Porque sí, está muy bien eso del cariño, pero si queremos que se nos recuerde (a nosotros, los padres, claro, no a los angelitos que han acabado con su paciencia. ¡Como para olvidarlos!) tenemos que poner toda la carne en el asador. Y eso pasa por poner un fondo común de 5, 10 o hasta 12 euros por familia.

La bronca está servida. El grupo de whatsapp empieza a echar humo, se acumulan 300 mensajes cada hora y las tensiones latentes durante todo el curso entre algunos de sus miembros estallan. ¡Toma fin de fiesta!

Que digo yo: si nuestros hijos se enteraran de la que líamos en su nombre, igual los avergonzábamos, ¿no?

En la mayoría de los casos se llega a una decisión salomónica: un detalle hecho por los niños con mucho amor y un cojorregalo que demuestre el poderío de los padres.

Portada album profesor

 

En nuestro caso, el regalo hecho por los niños fue un álbum de dibujos dedicados. Como yo era más partidaria de hacer un regalo desde el corazón, me ofrecí gustosa a hacer la portada y la contraportada, para las que utilicé materiales propios de los niños de su edad: plastilina, pinturas y cinta adhesiva estampada.

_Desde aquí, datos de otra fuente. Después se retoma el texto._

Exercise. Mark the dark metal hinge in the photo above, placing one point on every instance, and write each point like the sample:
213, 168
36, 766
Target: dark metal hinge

En la portada utilicé plastilina y unos moldes con forma de letras de mis hijos para modelar un gran “Eskerrik asko” (“Muchas gracias” en euskera) y churritos de plastilina para escribir el nombre de la profesora simulando una letra de mano. Finalmente dispuse unos lápices de colores como la profesora les había enseñado a dejar cuando finalizaban una tarea: todos mirando al frente.

Para la contraportada modelé un corazón con un cortapastas y pegué con washitape una foto de la profe con todos los niños. Después añadí digitalmente los nombres de todos.

Ya ves, en la era digital todo hecho de manera muy analógica. Tan analógica que cuando el resto de padres me advirtieron de un error ortográfico que había cometido casi me da un pasmo (prueba de agudeza visual: detecta el error entre la primera y la segunda foto de este post).

 

 

Contraportada album profesor

¿Estás tú también en plena preparación de la ceremonia de graduación y el frenesí de fin de curso? ¿Qué opinas de todo esto?

Otro día, si consigo que no me expulsen de todos los grupos de whatsapp del colegio, hablaremos de las fiestas de cumpleaños. ¡Ay, madre!